Recordar el legado y las trayectorias de nuestras ancestras es una buena manera de poner las cosas en su lugar y explicarlas tal como son. No hacerlo es una forma más de violencia contra las mujeres y la humanidad. E ir en contra los avances humanos.
El pasado mes de mayo, los medios de comunicación se hicieron eco del anacronismo que representa que no se permitiera a ninguna mujer de la familia imperial acudir a la ceremonia de entronización de Naruhito, el nuevo emperador de Japón, y que Aiko, su hija, no podrá ser nunca emperatriz. Hubiera sido interesante que explicaran que esta prohibición es «moderna», es una legislación de la posguerra.
Yerran y caen en un anacronismo. Hubiera sido interesante que informaran que ocho emperatrices han reinado ya en Japón. La última, Go-Sakuramachi (1840-1913), hace menos de doscientos cincuenta años. Se da la circunstancia de que incluso dos fueron sucesivas: a la monarca cuadragésima tercera, Genmei, la sucedió la emperatriz Genshō. Otro tópico letal, atribuir al pasado una prohibición o una carencia actual.

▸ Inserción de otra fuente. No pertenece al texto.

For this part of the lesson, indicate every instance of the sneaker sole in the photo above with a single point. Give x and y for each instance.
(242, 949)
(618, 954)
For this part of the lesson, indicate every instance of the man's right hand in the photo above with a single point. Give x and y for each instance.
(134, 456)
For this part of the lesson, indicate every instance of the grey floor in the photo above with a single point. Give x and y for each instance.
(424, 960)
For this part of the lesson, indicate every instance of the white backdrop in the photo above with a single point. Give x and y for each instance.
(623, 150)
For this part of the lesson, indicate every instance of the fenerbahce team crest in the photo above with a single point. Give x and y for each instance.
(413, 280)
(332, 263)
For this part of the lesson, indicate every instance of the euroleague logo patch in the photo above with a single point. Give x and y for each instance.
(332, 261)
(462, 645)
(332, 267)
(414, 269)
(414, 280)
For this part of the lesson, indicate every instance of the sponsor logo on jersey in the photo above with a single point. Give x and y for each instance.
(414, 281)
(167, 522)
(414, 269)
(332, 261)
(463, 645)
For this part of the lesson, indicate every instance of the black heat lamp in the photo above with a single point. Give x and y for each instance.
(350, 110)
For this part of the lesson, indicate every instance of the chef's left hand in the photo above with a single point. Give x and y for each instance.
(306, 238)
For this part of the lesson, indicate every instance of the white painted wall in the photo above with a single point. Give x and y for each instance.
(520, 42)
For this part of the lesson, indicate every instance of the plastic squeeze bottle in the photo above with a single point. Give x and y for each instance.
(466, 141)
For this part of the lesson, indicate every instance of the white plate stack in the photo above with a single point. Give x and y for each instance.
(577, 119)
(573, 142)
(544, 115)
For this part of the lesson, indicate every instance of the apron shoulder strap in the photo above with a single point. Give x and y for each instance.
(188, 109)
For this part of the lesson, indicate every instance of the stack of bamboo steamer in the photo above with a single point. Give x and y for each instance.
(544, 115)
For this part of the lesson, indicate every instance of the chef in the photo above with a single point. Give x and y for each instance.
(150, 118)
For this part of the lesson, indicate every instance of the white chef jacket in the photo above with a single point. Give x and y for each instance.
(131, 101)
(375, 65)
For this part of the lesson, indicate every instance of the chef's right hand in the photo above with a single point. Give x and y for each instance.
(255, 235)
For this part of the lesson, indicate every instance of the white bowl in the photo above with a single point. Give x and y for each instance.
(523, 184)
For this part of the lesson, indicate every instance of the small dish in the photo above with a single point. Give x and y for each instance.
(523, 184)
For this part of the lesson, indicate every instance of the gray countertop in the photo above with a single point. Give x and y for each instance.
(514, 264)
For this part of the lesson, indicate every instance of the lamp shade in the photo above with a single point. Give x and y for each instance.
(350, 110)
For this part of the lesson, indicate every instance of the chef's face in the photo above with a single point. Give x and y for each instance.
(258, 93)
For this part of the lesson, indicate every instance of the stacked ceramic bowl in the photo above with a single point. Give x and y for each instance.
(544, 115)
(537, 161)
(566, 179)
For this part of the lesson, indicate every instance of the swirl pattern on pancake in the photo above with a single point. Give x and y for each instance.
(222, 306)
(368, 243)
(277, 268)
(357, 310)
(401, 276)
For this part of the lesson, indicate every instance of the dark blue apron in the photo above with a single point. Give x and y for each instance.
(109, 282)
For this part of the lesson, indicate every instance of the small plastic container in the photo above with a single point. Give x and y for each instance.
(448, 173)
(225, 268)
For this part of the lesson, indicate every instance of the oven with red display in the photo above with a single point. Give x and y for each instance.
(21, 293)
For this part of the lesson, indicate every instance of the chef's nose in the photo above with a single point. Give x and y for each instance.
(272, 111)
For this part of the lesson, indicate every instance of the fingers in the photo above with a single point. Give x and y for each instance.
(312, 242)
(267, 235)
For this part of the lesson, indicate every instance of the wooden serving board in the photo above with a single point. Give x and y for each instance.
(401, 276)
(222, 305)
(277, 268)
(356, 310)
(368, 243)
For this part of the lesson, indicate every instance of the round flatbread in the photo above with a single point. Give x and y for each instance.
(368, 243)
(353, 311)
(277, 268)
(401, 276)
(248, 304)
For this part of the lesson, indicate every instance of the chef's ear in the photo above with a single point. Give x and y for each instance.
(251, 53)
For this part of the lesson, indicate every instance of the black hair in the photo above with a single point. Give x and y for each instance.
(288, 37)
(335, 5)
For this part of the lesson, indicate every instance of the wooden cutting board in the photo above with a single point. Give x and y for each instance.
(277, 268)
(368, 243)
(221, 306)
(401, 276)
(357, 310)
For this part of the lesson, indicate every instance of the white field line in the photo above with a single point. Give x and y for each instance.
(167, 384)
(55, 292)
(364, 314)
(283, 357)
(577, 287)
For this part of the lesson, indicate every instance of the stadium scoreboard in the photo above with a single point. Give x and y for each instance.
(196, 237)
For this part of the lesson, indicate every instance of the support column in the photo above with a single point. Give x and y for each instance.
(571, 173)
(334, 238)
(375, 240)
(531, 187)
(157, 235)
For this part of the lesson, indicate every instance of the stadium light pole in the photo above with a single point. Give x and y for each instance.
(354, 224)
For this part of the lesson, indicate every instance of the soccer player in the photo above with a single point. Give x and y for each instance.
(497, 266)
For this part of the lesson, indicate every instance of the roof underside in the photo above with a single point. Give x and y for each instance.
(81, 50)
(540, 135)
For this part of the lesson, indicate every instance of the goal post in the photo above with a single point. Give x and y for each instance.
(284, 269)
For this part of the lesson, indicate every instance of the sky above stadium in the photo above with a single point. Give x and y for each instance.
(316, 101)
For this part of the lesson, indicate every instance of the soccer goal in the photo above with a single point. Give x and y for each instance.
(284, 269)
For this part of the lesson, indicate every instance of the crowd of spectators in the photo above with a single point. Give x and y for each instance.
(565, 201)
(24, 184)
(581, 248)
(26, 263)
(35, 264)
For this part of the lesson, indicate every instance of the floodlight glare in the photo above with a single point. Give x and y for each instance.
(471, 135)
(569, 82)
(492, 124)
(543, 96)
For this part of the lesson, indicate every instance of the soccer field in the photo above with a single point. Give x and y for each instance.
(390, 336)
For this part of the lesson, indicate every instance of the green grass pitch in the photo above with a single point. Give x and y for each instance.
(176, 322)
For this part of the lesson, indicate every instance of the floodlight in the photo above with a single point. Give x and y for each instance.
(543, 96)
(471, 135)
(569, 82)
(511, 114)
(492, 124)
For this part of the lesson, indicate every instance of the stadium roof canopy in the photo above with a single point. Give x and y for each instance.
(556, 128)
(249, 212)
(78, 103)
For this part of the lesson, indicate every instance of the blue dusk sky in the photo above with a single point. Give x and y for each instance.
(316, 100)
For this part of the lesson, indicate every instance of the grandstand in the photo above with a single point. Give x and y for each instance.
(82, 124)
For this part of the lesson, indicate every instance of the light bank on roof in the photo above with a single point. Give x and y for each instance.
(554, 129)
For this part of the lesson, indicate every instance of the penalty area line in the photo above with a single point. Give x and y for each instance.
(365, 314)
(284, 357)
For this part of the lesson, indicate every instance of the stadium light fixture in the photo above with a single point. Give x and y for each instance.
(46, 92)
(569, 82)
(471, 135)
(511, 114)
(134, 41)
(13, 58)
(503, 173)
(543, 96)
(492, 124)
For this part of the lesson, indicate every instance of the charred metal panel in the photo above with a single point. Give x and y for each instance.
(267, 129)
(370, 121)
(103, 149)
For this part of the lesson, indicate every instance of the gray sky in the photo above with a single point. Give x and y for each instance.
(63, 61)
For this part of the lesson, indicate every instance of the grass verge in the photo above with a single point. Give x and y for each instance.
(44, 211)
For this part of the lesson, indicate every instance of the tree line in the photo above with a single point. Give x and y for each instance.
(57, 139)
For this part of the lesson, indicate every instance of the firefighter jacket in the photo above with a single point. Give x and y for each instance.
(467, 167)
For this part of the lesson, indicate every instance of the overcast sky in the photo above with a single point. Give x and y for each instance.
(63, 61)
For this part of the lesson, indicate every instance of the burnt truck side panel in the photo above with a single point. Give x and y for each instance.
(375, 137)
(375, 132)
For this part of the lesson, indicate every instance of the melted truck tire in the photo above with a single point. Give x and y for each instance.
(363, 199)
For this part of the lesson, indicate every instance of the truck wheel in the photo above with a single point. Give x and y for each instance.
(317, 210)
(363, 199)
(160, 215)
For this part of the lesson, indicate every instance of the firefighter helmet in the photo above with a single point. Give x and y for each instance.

Que algunos eruditos argumenten que la falsa tradición de la sucesión masculina debe mantenerse en pleno siglo xxi puesto que los reinados de las mujeres fueron temporales muestra sólo como la ideología y los prejuicios pueden obnubilar las mentes más preclaras y hacerte caer en el ridículo más espantoso (también Aristóteles creía —y tiene fama de sabio— que la causa de la inferioridad física femenina era porque tenían menos dientes).